Ovviamente non può bastare e il 20 novembre parte un nuovo appello. A lanciarlo sono Salvatore Petta, segretario dell’Aisf, l’Associazione italiana per lo studio del fegato e Davide Salvioni, presidente di Amaf Monza Onlus, l’associazione dei pazienti affetti da malattie autoimmuni del fegato. La lettera è indirizzata alla Bristol-Myers Squibb, e per conoscenza al direttore generale dell’Aifa Luca Li Bassi. “Auspichiamo che l’assenza del farmaco non si protragga ulteriormente e che l’azienda chiarisca prontamente le ragioni eventuali di tale temporanea indisponibilità e soprattutto si adoperi per risolvere quanto prima la carenza di un farmaco le cui indicazioni epatologiche non sono vicariabili” scrivono Petta e Salvioni.

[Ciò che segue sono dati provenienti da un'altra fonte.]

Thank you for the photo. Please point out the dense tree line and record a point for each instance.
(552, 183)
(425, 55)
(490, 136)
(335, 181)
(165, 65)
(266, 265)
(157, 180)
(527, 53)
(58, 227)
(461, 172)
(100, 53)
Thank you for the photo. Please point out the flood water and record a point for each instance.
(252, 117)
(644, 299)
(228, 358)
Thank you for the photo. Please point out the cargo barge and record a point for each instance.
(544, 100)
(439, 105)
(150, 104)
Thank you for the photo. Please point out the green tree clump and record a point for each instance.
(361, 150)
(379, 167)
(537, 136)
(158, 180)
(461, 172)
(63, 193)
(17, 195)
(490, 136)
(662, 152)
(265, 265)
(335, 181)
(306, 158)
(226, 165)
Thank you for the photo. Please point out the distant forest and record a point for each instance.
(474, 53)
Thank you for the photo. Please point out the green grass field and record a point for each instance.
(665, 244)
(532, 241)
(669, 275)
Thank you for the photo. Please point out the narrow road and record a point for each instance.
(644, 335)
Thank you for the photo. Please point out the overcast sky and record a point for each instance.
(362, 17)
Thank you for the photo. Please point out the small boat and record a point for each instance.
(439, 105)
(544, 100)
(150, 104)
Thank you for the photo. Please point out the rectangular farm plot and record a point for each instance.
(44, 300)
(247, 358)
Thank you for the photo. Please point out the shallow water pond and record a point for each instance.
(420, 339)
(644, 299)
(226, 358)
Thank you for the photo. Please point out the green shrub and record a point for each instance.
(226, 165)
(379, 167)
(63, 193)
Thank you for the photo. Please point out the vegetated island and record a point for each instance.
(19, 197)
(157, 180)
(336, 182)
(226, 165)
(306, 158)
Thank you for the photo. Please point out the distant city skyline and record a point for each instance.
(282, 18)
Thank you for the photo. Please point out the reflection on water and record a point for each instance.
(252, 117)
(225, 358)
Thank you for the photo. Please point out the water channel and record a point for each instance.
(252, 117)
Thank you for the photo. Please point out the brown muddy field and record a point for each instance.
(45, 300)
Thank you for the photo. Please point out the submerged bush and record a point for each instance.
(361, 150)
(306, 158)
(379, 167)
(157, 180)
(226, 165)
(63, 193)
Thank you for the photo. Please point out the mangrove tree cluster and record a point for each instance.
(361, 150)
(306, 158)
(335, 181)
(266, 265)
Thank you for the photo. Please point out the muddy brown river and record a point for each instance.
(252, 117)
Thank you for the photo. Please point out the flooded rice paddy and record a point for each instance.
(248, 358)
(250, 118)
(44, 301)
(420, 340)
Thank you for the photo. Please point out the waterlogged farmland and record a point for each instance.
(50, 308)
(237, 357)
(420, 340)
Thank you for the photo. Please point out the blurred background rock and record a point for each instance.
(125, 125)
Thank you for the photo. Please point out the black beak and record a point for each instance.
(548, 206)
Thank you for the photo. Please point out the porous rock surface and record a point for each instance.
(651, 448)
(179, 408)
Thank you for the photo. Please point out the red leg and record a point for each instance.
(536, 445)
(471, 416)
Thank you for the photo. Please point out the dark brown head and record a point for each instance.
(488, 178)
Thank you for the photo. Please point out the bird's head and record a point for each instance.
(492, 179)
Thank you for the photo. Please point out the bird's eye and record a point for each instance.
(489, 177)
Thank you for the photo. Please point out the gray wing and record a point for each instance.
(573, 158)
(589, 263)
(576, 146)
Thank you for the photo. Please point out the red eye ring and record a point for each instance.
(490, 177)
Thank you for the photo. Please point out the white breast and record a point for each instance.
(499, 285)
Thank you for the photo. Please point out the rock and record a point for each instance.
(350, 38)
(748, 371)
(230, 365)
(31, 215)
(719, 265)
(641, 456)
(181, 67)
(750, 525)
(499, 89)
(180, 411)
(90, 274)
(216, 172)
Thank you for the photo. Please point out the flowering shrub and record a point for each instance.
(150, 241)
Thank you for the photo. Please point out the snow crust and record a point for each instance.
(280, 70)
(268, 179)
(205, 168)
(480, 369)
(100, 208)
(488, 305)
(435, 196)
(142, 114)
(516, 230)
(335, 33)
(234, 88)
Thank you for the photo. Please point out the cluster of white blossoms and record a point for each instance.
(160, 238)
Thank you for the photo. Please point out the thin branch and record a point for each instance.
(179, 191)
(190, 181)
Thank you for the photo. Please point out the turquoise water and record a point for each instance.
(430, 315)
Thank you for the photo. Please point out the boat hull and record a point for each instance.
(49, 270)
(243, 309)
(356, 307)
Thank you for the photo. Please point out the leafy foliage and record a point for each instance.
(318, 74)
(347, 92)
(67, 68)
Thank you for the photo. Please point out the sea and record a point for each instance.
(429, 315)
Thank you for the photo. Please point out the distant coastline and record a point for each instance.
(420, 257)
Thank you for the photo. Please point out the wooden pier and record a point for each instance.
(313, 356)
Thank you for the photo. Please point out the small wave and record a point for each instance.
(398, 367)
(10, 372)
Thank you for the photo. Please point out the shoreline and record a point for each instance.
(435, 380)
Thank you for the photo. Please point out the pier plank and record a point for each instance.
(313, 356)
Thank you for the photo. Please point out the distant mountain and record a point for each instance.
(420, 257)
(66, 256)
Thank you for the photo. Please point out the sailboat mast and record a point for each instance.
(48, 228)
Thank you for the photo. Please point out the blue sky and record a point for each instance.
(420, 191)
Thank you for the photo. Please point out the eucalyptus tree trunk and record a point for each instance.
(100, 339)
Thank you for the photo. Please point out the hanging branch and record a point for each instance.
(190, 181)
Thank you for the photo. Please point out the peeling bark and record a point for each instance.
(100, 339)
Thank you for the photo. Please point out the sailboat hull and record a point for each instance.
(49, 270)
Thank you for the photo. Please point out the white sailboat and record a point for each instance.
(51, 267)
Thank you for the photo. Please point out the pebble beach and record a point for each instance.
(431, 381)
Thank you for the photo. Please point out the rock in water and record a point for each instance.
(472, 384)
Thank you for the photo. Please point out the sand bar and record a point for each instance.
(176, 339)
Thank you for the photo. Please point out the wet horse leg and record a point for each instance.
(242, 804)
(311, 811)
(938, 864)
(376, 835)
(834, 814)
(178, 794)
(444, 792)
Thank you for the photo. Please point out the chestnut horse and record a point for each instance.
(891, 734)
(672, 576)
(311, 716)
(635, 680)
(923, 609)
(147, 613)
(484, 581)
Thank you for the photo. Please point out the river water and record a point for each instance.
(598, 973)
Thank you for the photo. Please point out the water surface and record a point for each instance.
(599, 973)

“Di fatto, in pazienti con malattie epatiche colestatiche croniche, quali – ma non solo – la colangite biliare primitiva (CBP) e la colangite sclerosante primitiva (CSP), così come nei pazienti con epatopatia avanzata, il sintomo prurito è assai frequente e determina importanti ripercussioni sulla qualità di vita. La colestiramina, principio attivo del Questran, si è dimostrata, attraverso il sequestro intestinale per la sua azione chelante degli acidi biliari, il principale farmaco in grado di controllare in modo efficace tale sintomo” prosegue la lettera. “La sua indisponibilità protratta sta causando notevoli disagi a molti pazienti con epatopatia colestatica e/o avanzata. In assenza di farmaci alternativi attualmente disponibili in Italia con le stesse indicazioni del Questran, chiediamo all’azienda Bristol-Myers Squibb di valutare tutte le possibili strategie per la pronta risoluzione del problema”.